Case in point: we went to Panama a year and a half ago, and the one trip prep detail I forgot about was to figure out whether our credit card covered insurance for foreign car rentals. (They did, as it turns out.) I didn’t want to try to figure it out at the rental counter in Boquete, so we just ended up buying the local insurance (which cost more than the actual car rental).
So in Boquete, a couple of times we ran into police roadblocks, when all the cop wanted to see was proof of insurance. Not even driver’s license, just proof of insurance. Now I am fluent in Spanish, but even if I’d remembered to print out the Visa car insurance documentation and had it with me, it would have all been in English. Did I want to spend a chunk of my vacation possibly being dragged down to the local police station to document my insurance coverage? Not so much.
(My co-worker with the Panamanian wife says the same thing happens to them regularly.

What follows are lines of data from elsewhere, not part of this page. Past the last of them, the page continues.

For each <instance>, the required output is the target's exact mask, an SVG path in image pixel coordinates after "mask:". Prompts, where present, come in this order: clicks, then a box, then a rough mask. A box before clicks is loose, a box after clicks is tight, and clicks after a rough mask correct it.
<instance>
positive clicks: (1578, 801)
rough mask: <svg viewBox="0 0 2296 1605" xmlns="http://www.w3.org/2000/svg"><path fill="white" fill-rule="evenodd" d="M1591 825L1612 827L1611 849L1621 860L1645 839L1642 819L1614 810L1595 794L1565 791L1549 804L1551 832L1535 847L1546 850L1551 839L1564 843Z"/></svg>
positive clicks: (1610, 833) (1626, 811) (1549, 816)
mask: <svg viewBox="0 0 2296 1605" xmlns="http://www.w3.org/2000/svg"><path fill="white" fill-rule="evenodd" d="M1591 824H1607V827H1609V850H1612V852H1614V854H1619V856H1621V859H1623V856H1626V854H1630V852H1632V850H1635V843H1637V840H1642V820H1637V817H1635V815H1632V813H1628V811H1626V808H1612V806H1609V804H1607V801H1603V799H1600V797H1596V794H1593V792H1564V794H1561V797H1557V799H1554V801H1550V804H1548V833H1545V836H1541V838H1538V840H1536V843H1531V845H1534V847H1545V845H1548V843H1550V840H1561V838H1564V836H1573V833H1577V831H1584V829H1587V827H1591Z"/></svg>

They go every year. He lets her do the talking, but they still get the local rental car insurance.)
Spain requires it for Americans (whether rental agents do is a different question), but it’s because some of the most basic rules are different. NO turn on red whatsoever, for example. A three-point turn… in Spain would be known as “if a cop sees you, you’re getting proctologized with your own car”. In theory, getting an International Permit includes getting taught those things.
Huh. I got one in Chicago 10 years ago specifically to use in Spain. The process consisted of me paying $30 for someone to fill out a multilingual form with my driver’s license information on it. No traffic law instruction was involved.
The IDP is only a document with your domestic DL details on it and a photo. The convention (Geneva Convention on Road Traffic, 1949) establishing the IDP specifically allows use of your domestic DL in the contries that are signatories or have agreed to follow the terms of the treaty.
It does not require you to receive instruction on the rules in the countries you are visiting. If the rental agencies care, they will provide information booklets for overseas drivers. If they don’t care, you get nothing. That’s what I got in the US and Netherlands.